There was an unexpected flash of brilliant white light, and suddenly, Harry felt he was alive again. His surrounding was no longer of strict darkness; in fact, it was completely opposite. All around him was blinding white, as if he was standing on the horizon of a great star. He could suddenly hear and feel again. He whirled about, wondering where he was.
And then the screams started. They were loud, terrible. They flowed about the atmosphere around him, tormenting him. He began to run. He fled, pumping unseen legs. After seconds or days he didn’t know, but soon Harry could see that reflection of himself, moving ever-farther away, even as he ran as fast he could. Once he knew he wouldn’t reach it, he closed his eyes, opening a non-existent mouth in a silent scream.
His body was on fire. The light was closing in—no, the darkness. It was suffocating. There was nothing around him. Nothing—nobody—in this world to help him. He thought his body would break, and then…
He snapped upright in bed, drenched in a cold sweat. He was gasping for air; his heart pounded in his ribcage, fighting, it seemed, to escape. His body was hot and his head was bursting with pain. His scar seemed to be on fire; it burned so to sear the flesh on his forehead. He cried out a moment, and then held it in agony.
Finally, after a minute of this, his breathing had slowed and the fire in his skull had lessened to an insistent ache. He calmed, and just as he realized he had been dreaming, and he now sat in a bed across the room from a snoring Ron Weasley, there was a loud CRACK. It sounded as if it had come from just outside the bedroom window.
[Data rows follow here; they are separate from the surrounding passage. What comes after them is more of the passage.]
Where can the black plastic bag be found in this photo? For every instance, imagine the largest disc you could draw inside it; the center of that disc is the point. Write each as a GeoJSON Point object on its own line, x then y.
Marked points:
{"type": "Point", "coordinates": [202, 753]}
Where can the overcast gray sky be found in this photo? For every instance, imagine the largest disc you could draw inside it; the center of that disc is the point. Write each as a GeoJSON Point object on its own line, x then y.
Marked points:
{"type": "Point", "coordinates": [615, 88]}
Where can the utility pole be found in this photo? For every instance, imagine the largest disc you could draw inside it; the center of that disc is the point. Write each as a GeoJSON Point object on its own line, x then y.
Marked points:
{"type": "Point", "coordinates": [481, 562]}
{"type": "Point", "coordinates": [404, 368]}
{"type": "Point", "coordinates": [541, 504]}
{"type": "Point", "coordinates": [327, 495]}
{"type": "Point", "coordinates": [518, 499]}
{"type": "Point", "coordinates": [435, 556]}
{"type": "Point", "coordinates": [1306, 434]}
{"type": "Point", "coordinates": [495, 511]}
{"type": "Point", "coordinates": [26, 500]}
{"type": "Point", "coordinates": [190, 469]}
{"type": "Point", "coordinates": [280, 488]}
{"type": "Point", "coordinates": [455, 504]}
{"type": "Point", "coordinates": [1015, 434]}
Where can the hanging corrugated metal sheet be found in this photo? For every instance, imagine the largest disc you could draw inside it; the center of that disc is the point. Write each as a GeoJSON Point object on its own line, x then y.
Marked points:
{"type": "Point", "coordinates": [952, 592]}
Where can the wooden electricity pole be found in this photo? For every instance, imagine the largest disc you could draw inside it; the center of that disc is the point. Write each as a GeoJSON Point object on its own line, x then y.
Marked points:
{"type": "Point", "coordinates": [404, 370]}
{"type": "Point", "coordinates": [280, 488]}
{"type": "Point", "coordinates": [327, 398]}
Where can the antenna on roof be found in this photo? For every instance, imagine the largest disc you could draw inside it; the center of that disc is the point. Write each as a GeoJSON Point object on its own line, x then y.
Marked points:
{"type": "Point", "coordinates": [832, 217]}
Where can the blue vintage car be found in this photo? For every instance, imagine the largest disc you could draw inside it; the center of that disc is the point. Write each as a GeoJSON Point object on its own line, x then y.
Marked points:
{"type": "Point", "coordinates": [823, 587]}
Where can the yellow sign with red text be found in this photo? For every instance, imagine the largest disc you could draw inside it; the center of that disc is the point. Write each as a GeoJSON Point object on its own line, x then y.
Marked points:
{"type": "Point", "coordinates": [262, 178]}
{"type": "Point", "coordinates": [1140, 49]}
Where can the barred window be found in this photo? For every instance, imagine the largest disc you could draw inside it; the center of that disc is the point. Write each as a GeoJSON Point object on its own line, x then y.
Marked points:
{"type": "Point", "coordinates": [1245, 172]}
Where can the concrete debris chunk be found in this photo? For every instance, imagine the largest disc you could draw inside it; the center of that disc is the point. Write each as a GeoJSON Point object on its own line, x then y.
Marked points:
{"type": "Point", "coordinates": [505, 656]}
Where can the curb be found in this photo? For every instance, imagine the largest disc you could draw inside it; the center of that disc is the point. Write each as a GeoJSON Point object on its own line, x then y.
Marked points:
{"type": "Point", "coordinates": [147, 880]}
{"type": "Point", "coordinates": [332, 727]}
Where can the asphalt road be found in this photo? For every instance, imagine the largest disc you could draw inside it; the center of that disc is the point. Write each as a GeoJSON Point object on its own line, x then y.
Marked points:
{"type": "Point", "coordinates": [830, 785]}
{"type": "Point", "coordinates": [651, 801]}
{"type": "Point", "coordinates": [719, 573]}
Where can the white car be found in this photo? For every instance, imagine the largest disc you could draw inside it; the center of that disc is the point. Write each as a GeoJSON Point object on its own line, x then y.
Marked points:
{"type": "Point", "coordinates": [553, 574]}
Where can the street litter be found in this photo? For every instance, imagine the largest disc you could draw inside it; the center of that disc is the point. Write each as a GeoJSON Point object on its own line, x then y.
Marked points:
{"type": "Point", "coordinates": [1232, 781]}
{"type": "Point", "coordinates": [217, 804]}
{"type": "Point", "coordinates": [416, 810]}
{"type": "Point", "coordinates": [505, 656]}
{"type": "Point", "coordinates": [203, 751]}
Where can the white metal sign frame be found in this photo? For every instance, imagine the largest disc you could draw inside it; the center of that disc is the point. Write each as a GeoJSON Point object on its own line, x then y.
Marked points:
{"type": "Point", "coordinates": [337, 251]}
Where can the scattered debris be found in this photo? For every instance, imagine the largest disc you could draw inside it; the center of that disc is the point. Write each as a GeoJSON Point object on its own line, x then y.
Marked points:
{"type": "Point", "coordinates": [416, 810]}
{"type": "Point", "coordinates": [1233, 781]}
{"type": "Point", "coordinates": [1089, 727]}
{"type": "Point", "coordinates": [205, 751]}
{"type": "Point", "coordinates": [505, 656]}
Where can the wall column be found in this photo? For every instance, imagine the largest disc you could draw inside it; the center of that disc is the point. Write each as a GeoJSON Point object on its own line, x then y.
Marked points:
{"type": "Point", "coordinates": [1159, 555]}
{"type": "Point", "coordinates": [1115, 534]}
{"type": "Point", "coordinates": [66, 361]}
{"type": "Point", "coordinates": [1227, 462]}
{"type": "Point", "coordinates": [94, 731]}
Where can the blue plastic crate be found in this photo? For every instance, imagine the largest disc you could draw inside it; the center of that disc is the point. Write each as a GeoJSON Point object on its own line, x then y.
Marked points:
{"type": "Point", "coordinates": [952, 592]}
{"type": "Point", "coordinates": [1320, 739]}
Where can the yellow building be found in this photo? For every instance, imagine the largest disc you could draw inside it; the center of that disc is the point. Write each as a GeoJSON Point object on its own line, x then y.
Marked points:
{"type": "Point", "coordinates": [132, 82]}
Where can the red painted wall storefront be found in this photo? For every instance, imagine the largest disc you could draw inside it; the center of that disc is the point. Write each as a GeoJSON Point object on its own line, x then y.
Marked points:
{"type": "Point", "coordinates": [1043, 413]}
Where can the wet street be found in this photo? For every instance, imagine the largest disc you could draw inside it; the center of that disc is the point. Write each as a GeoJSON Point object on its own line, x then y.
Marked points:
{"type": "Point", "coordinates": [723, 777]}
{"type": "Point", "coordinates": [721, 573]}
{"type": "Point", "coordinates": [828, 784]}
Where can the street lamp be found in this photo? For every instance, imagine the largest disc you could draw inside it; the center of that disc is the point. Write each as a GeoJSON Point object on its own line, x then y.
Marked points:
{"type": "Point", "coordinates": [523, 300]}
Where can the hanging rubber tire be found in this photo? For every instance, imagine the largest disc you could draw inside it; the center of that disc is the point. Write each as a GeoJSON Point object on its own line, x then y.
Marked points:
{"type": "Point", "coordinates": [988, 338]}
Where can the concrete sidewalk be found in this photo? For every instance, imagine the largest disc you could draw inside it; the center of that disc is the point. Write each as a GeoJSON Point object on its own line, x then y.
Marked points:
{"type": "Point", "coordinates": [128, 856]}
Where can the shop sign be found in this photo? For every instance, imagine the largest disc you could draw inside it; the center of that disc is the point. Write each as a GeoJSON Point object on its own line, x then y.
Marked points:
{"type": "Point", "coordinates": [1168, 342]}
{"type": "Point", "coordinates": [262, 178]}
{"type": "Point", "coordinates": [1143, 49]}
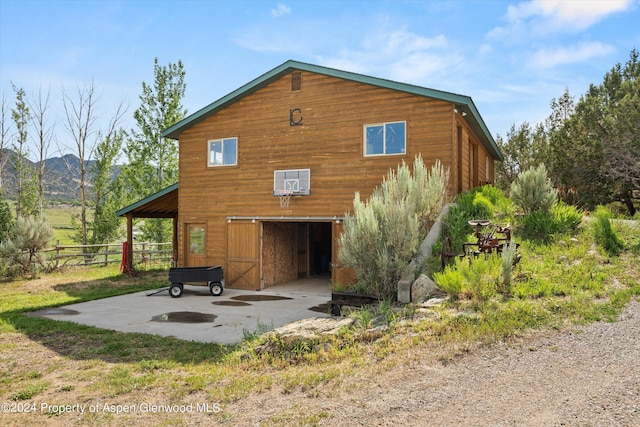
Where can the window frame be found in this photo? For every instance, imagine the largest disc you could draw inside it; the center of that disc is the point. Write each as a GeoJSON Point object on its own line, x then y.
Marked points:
{"type": "Point", "coordinates": [222, 145]}
{"type": "Point", "coordinates": [384, 138]}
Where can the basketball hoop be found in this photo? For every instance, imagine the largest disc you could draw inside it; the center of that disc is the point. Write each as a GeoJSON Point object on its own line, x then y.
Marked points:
{"type": "Point", "coordinates": [285, 196]}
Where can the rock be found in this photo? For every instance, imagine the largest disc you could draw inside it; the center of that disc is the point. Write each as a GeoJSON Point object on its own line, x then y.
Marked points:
{"type": "Point", "coordinates": [424, 289]}
{"type": "Point", "coordinates": [433, 302]}
{"type": "Point", "coordinates": [312, 328]}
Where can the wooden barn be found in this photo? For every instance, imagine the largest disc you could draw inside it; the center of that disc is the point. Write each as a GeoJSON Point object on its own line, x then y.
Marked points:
{"type": "Point", "coordinates": [268, 171]}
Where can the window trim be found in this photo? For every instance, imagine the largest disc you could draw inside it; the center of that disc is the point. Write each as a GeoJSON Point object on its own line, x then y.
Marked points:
{"type": "Point", "coordinates": [221, 140]}
{"type": "Point", "coordinates": [384, 139]}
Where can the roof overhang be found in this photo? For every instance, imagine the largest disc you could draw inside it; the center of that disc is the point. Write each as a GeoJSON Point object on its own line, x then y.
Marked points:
{"type": "Point", "coordinates": [462, 103]}
{"type": "Point", "coordinates": [163, 204]}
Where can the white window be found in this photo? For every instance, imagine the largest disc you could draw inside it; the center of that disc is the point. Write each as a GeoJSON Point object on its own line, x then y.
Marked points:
{"type": "Point", "coordinates": [385, 139]}
{"type": "Point", "coordinates": [223, 152]}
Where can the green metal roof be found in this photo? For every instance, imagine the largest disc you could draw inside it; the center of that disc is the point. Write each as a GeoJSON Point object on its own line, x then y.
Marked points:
{"type": "Point", "coordinates": [162, 204]}
{"type": "Point", "coordinates": [464, 104]}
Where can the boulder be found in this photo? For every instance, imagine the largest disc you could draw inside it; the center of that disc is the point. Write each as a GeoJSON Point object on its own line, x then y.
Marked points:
{"type": "Point", "coordinates": [423, 289]}
{"type": "Point", "coordinates": [312, 328]}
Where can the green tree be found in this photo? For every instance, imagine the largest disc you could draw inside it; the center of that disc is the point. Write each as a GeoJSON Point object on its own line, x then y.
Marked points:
{"type": "Point", "coordinates": [152, 159]}
{"type": "Point", "coordinates": [44, 133]}
{"type": "Point", "coordinates": [29, 237]}
{"type": "Point", "coordinates": [596, 150]}
{"type": "Point", "coordinates": [524, 147]}
{"type": "Point", "coordinates": [384, 233]}
{"type": "Point", "coordinates": [5, 125]}
{"type": "Point", "coordinates": [6, 218]}
{"type": "Point", "coordinates": [533, 191]}
{"type": "Point", "coordinates": [27, 196]}
{"type": "Point", "coordinates": [107, 189]}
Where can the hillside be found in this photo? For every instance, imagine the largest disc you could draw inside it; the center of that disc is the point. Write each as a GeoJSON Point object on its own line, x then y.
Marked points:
{"type": "Point", "coordinates": [61, 176]}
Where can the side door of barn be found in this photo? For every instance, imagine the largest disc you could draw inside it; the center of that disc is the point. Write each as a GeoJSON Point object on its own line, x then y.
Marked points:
{"type": "Point", "coordinates": [339, 273]}
{"type": "Point", "coordinates": [195, 244]}
{"type": "Point", "coordinates": [243, 269]}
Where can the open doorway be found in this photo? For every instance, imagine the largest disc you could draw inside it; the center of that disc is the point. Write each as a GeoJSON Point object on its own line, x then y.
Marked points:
{"type": "Point", "coordinates": [295, 250]}
{"type": "Point", "coordinates": [320, 249]}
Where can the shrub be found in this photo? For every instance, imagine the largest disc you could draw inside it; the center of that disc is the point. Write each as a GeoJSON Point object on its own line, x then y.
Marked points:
{"type": "Point", "coordinates": [604, 233]}
{"type": "Point", "coordinates": [537, 226]}
{"type": "Point", "coordinates": [450, 281]}
{"type": "Point", "coordinates": [476, 278]}
{"type": "Point", "coordinates": [533, 191]}
{"type": "Point", "coordinates": [384, 233]}
{"type": "Point", "coordinates": [543, 226]}
{"type": "Point", "coordinates": [30, 236]}
{"type": "Point", "coordinates": [507, 258]}
{"type": "Point", "coordinates": [567, 218]}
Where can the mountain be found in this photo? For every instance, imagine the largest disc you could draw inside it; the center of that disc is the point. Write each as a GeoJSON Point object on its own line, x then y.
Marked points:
{"type": "Point", "coordinates": [61, 176]}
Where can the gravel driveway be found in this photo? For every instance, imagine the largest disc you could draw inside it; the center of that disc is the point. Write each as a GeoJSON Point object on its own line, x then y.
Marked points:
{"type": "Point", "coordinates": [588, 376]}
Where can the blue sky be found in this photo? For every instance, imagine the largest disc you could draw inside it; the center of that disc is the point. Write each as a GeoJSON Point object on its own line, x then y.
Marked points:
{"type": "Point", "coordinates": [511, 57]}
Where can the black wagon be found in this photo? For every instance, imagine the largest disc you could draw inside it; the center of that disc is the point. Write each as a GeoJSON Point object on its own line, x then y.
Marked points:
{"type": "Point", "coordinates": [212, 276]}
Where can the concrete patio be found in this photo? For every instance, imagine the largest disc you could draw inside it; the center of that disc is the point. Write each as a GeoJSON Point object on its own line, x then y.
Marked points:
{"type": "Point", "coordinates": [197, 315]}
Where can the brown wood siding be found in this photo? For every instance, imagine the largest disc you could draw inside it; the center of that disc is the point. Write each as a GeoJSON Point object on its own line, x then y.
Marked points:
{"type": "Point", "coordinates": [279, 253]}
{"type": "Point", "coordinates": [329, 143]}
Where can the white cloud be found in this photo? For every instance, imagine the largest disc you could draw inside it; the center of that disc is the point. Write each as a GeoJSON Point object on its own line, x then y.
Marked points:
{"type": "Point", "coordinates": [562, 14]}
{"type": "Point", "coordinates": [398, 55]}
{"type": "Point", "coordinates": [280, 10]}
{"type": "Point", "coordinates": [547, 58]}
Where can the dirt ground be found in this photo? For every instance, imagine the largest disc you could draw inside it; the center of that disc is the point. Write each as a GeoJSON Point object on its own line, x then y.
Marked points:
{"type": "Point", "coordinates": [583, 377]}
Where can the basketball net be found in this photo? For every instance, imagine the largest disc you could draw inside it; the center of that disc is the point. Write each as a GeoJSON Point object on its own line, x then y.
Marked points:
{"type": "Point", "coordinates": [285, 196]}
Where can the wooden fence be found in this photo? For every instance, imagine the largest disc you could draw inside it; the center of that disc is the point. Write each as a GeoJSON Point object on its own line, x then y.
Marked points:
{"type": "Point", "coordinates": [145, 255]}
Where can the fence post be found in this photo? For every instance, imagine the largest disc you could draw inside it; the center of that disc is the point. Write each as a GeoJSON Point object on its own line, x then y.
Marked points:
{"type": "Point", "coordinates": [57, 254]}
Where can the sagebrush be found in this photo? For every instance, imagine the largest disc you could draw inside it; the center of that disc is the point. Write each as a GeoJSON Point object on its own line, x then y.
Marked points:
{"type": "Point", "coordinates": [384, 233]}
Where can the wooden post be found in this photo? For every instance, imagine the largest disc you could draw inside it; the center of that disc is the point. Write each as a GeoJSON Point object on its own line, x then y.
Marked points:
{"type": "Point", "coordinates": [174, 245]}
{"type": "Point", "coordinates": [57, 254]}
{"type": "Point", "coordinates": [130, 241]}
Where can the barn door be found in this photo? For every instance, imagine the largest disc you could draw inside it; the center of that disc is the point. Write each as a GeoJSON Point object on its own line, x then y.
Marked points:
{"type": "Point", "coordinates": [243, 255]}
{"type": "Point", "coordinates": [303, 250]}
{"type": "Point", "coordinates": [339, 273]}
{"type": "Point", "coordinates": [195, 242]}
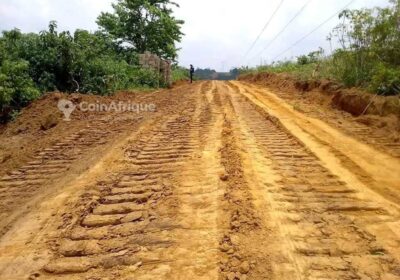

Without hesitating, Harry pulled off the covers and leaped out of the bed, moving to the only window in the upstairs room, and throwing it open. The room had become quite loud by now, as when the strange noise occurred, it set the previously-sleeping form of the owl Pigwidgeon to screeching. Pig was now circling the room, hooting and hollering in its shrill owl’s voice. This caused Hedwig to wake, who looked about the room with a indignant stare.
“Silencio!” muttered Harry, aiming his wand at the small bird fluttering wildly around the room near the ceiling. At once, the screeching stopped; Pig looked confused for a moment, and continued to hover above Harry.
By then, Ron had woken. He was sitting up with groggy eyes. “Wha…?” he mumbled aloud.
“Nothing, Ron. Somebody… I just thought I heard something. Go back to sleep,” answered Harry, but truly his mind was racing. Had someone just Disapparated outside the house? But why now? The sun hadn’t even risen yet; the dark was a deep blue, almost black, and from beyond the veil of space hundreds of stars sparkled and twinkled. Why would somebody leave now?